In situations like these, none of the many shallow wells can accurately represent the system’s state, and the actual state of the system fluctuates between them. The most effective approach to dealing with such systems is to take an average over a reasonable phase space area. For this very reason, we use molecular dynamics simulation. However, Molecular dynamics simulation takes a time average instead of a phase average. Still, according to ergodic theory, the time average is almost equal to the space average for an ergodic transformation.

Shallow vs. deep potential energy surface
Figure 1: deep vs shallow potential energy surface (PES). The image depicts a two dimensional PES for simplicity; the actual PES is in an n-dimensional space, in which n is the number of internal coordinates plus one.

Another significant functionality of molecular dynamics simulations is studying the time evolution of an atomistic system. In many cases, we are not interested in finding the system’s equilibrium properties; instead, the path to reaching equilibrium is important to us. Sometimes, we need to determine if a particular molecular process is feasible. For example, consider a situation where we study the permeation of a molecule through a membrane. Here, we can devise a system where the membrane is exposed to a specific set of molecules and then conduct a molecular dynamics simulation. If the simulation time is sufficiently long, the system’s time evolution can determine the membrane’s permeability.

In summary, we use molecular dynamics simulation to determine the equilibrium properties of systems with extensive and shallow potential energy surfaces, such as  protein-ligand complexes, and to study the time evolution of molecular systems.

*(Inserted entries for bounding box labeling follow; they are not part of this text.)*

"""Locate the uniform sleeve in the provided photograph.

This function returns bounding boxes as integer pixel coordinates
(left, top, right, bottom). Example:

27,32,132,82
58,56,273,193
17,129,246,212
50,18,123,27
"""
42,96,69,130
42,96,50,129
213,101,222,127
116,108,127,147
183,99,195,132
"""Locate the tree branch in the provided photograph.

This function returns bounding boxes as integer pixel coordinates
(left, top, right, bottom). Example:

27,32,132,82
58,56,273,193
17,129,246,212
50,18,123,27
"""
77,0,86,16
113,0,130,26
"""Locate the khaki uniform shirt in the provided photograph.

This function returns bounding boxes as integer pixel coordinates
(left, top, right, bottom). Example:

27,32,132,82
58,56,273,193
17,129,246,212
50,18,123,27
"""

What are force fields in molecular dynamics simulation?

As I mentioned earlier, molecular dynamics simulation basically solves the Newtonian equation of motion. According to Newtonian physics, we can calculate force from the derivative of potential energy ( MD simulations: potential energy equation ). The energy of an atomistic system is the function of its electronic structure and is called electronic energy. Thus, we need to determine electronic energy first. In classical molecular dynamics simulation, electronic energy is considered a parametric function of the nuclear coordinates rather than the result of solving the laborious Schrodinger equation. The MD parameters can be fit to match experimental or high-level ab initio pre-computed data.

A force field is a combination of certain parametric functions and their parameters, defining the interaction between the system’s particles. The force field functions consist of bonded, non-bonded, and cross terms, each describing the energy required to distort the molecular system in a specific way (figure 3).
The bonded terms are the stretch, bending, and torsional terms, and non-bonded terms are the van der Waals and electrostatic terms. Finally, the cross-terms describe the coupling between the bonded terms. Different force fields utilize similar functional forms for each term; for example, many force fields use Morse potential as the stretch function or Lennard-Jones potential as the van der Waals function, but each has a unique set of parameters.

bonded and non-bonded interactions in molecular dynamics force field.
Figure 2: bonded and non-bonded interactions

Classification of Molecular Dynamics Force Fields

Many different force fields have been designed for various purposes. Force fields can be categorized into five main groups: Fixed-Charge atomistic force fields, polarizable force fields, coarse-grained force fields, reactive force fields, and machine-learning force fields.

Fixed-Charge Atomistic Force Fields

Most of the well-known force fields like AMBER 1, CHARMM 2, GROMOS 3, and OPLS 4 fit in this category. “The empirical functional form of classical fixed-charge force fields dates back to 1969 and remains essentially unchanged. In a fixed-charge force field, the polarization is not modelled explicitly, i.e. the effective partial charges do not change depending on conformation and environment.” 5 This simplification causes a dramatic reduction in computational cost compared to polarizable force fields. Nonetheless, the simulations employing carefully parametrized fixed-charge force fields can provide useful insights into biological and chemical questions.

Polarizable force fields

“Standard force fields describe electrostatic interactions in terms of fixed, usually atom centred, charges. However, real physical systems polarize substantially when placed in a high-dielectric medium such as water — or even when a strongly charged system approaches a neutral body in the gas phase. Such polarization strongly affects the geometry and energetics of molecular recognition.” 6 . Polarisable force fields solve this problem by allowing the charge distribution to alter with the dielectric environment. The GEM 7, ORIENT 8, PFF 9, and PIPF 10 are some examples of polarizable force fields; also there are polarizable versions of AMBER 11 and CHARMM 12 force fields.

Coarse-grained force fields

Although Molecular dynamics simulation with atomistic force fields is a highly efficient tool to study chemical and biological processes, its computational cost still is too expensive for studying many essential phenomena like protein folding, ion channel gating, and membrane remodelling 13. Coarse-grained force fields reduce the computational cost of calculations by reducing the model system’s complexity by grouping atoms together into virtual particles.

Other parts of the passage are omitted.